I couldn't do that. But it's not like it did them a lot of good.

God. I'm just a tightly wrapped bundle of issues upon issues just waiting to burst and I recognize how pathetic I sound dwelling on them like this. The pity me crap is getting almost as tired as the self-hate.

I'm sorry. I haven't always been this bad.

[identity profile] crusthatecean.livejournal.com 2011-10-04 03:53 am (UTC)(link)
It doesn't mean everyone hears about it from everyone.

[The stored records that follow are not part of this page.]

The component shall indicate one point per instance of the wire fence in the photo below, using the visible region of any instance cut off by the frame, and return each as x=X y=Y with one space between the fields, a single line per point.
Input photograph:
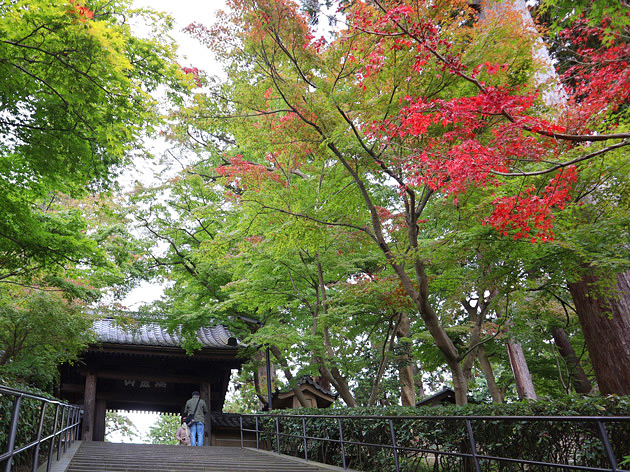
x=38 y=427
x=446 y=443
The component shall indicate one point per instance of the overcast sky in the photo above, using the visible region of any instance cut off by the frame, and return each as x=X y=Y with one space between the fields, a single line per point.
x=192 y=54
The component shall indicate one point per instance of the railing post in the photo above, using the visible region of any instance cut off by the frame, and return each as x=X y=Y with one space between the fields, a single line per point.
x=63 y=419
x=42 y=417
x=52 y=440
x=15 y=415
x=241 y=421
x=66 y=432
x=473 y=446
x=305 y=441
x=343 y=447
x=391 y=429
x=608 y=447
x=75 y=429
x=277 y=435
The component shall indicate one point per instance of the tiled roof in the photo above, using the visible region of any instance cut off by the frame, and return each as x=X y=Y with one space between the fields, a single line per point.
x=108 y=331
x=307 y=379
x=231 y=420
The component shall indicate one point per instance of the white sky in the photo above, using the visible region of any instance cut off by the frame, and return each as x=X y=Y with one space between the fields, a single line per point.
x=192 y=54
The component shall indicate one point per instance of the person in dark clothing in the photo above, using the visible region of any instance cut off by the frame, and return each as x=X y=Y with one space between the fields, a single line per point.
x=198 y=408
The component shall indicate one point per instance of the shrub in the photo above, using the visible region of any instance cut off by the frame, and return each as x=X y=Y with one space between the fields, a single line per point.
x=563 y=442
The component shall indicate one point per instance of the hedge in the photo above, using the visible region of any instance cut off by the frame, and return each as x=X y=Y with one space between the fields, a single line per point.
x=572 y=443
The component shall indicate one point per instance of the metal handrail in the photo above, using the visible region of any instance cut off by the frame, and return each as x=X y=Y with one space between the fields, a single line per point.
x=67 y=431
x=473 y=455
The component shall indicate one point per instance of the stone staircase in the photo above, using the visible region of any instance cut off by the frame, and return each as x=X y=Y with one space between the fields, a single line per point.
x=113 y=457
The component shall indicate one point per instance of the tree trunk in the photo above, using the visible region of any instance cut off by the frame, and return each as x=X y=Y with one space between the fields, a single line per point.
x=289 y=376
x=332 y=374
x=579 y=380
x=385 y=352
x=486 y=367
x=405 y=364
x=522 y=377
x=418 y=381
x=605 y=322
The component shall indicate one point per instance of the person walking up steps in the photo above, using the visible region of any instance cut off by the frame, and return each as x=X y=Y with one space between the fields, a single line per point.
x=195 y=411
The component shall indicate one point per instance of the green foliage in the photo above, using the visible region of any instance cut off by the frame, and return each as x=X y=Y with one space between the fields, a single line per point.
x=30 y=414
x=74 y=102
x=120 y=425
x=570 y=442
x=38 y=331
x=163 y=431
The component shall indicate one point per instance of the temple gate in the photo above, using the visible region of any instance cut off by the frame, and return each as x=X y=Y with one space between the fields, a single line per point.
x=145 y=369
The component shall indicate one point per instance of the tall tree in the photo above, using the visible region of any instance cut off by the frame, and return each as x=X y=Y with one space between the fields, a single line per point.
x=74 y=101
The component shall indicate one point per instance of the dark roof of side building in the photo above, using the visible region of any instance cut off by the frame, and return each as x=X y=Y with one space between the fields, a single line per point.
x=307 y=379
x=151 y=334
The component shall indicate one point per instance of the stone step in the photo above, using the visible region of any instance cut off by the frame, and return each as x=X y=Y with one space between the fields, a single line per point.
x=112 y=457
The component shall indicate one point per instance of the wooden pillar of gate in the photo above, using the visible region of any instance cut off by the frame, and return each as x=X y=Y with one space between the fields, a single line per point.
x=205 y=392
x=99 y=420
x=89 y=406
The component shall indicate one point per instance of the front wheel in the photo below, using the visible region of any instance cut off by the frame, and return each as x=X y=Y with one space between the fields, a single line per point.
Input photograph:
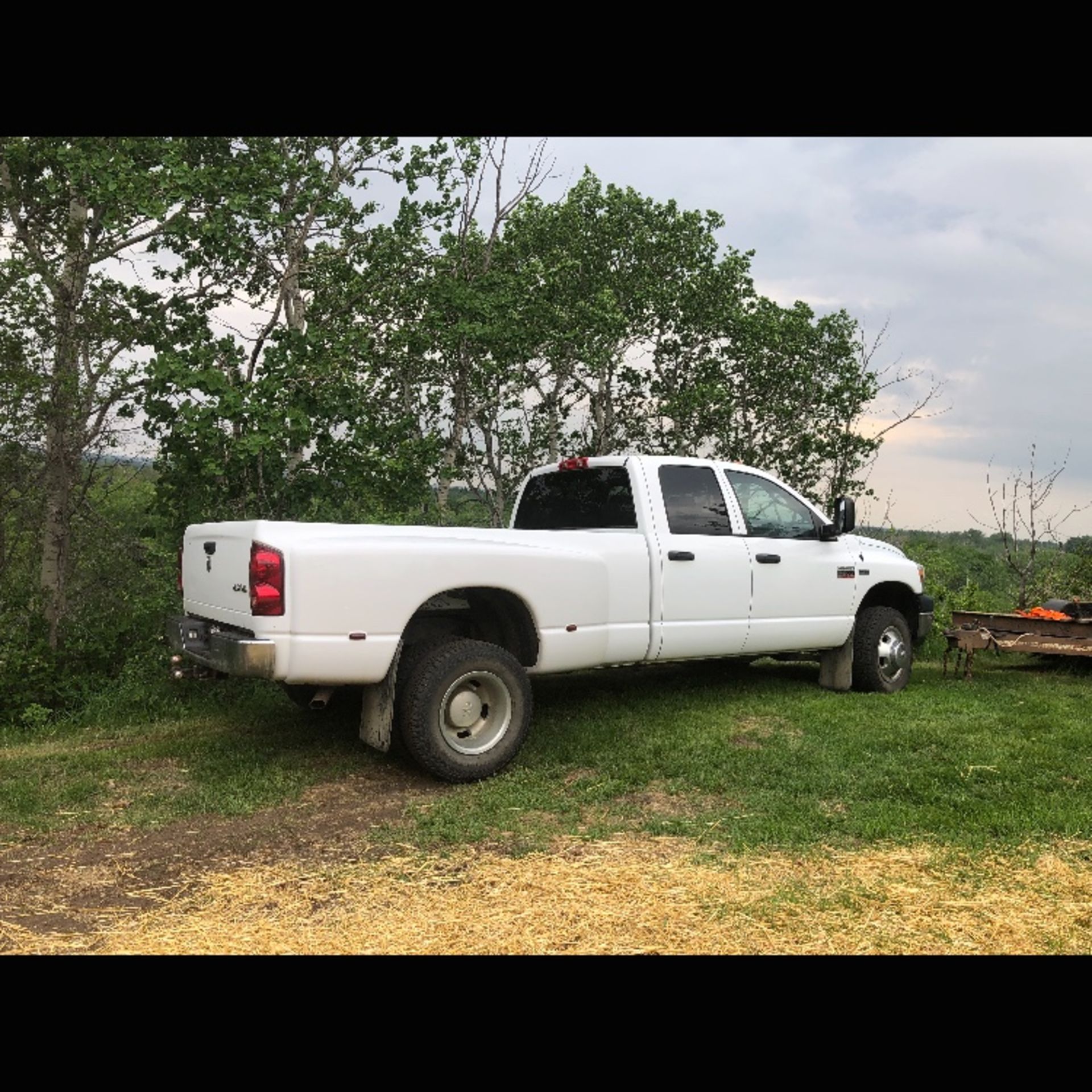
x=464 y=709
x=883 y=651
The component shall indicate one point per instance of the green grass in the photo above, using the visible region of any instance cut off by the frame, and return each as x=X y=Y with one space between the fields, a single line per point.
x=741 y=758
x=216 y=754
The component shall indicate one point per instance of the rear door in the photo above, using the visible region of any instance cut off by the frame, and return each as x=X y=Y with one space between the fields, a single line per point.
x=804 y=590
x=705 y=566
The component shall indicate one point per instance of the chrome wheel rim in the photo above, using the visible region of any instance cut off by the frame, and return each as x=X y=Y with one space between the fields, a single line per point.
x=894 y=655
x=475 y=712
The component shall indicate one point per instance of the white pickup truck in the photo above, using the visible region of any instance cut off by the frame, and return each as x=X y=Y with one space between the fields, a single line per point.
x=607 y=560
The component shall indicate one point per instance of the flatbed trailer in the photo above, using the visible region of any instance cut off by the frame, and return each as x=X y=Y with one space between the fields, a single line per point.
x=972 y=631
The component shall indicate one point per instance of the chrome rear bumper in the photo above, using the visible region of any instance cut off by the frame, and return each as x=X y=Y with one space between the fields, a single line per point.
x=221 y=650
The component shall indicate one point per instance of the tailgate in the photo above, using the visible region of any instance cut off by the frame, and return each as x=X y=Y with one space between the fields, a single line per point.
x=216 y=573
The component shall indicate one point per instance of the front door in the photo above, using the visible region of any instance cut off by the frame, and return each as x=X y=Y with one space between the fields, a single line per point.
x=805 y=590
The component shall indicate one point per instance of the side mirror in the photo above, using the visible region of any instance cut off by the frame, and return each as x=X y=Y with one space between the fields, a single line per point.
x=846 y=516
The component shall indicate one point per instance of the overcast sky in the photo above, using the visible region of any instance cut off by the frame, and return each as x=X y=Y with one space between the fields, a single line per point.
x=978 y=250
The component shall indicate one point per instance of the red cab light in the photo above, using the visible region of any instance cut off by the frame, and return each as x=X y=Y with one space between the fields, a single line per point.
x=267 y=580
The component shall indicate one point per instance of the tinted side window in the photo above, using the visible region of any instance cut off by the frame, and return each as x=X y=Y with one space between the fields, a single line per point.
x=694 y=502
x=600 y=497
x=769 y=511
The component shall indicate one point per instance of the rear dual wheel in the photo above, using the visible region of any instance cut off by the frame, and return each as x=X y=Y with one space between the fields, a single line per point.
x=464 y=708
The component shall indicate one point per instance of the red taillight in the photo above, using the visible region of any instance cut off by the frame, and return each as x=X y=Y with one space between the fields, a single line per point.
x=267 y=580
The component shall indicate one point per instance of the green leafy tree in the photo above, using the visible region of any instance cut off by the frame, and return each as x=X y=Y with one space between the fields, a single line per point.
x=76 y=216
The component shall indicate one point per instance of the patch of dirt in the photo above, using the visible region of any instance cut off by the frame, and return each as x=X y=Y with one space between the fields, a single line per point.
x=656 y=801
x=80 y=880
x=751 y=731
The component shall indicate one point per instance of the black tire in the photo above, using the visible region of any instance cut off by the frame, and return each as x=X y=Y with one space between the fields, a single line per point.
x=462 y=708
x=883 y=651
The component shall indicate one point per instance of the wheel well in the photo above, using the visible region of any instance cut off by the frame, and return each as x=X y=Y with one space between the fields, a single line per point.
x=899 y=597
x=483 y=614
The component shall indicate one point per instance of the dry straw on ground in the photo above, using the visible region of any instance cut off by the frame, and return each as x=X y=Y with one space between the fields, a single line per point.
x=627 y=895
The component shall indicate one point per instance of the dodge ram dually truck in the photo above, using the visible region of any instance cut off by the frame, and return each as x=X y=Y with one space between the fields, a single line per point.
x=607 y=560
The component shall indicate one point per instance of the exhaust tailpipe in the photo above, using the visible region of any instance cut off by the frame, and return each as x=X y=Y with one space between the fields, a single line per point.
x=322 y=696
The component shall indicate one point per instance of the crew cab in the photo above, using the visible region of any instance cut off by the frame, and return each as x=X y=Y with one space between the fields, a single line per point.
x=617 y=560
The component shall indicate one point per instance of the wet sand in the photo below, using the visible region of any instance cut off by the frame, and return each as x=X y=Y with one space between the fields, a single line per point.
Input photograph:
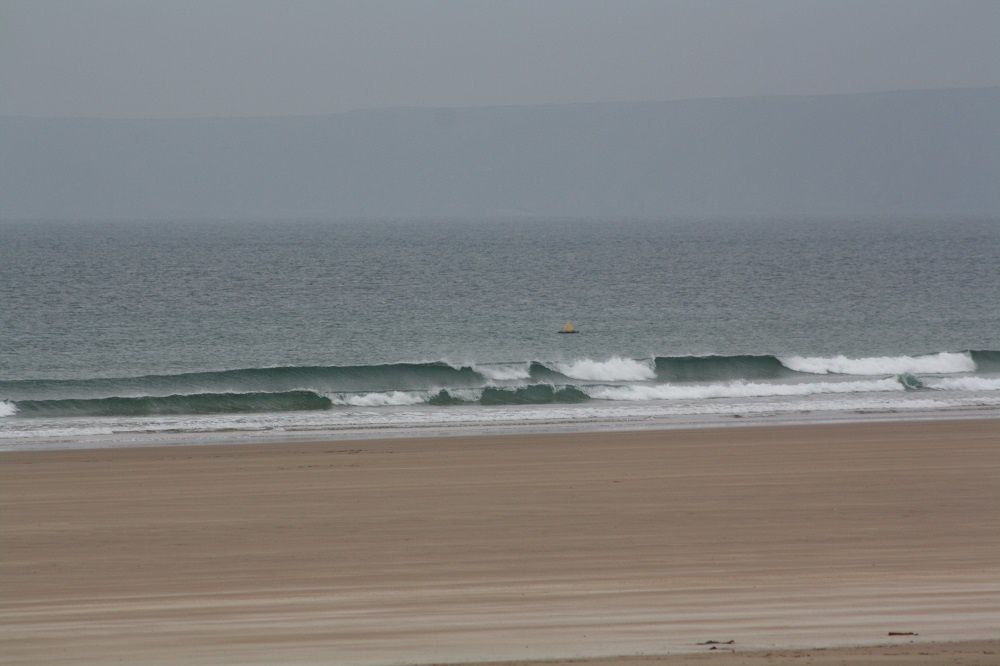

[He sighs a little testily, but honestly, having her just listen is probably more helpful than anything Rose would do. He doesn't want to be dissected or feel like something is wrong with him. He's just tired of having to feel this way all alone.]

Yes, I guess. Better, if slightly humiliated.

[identity profile] crusthatecean.livejournal.com 2011-10-04 04:06 am (UTC)(link)
I've had a lot of character built for me recently.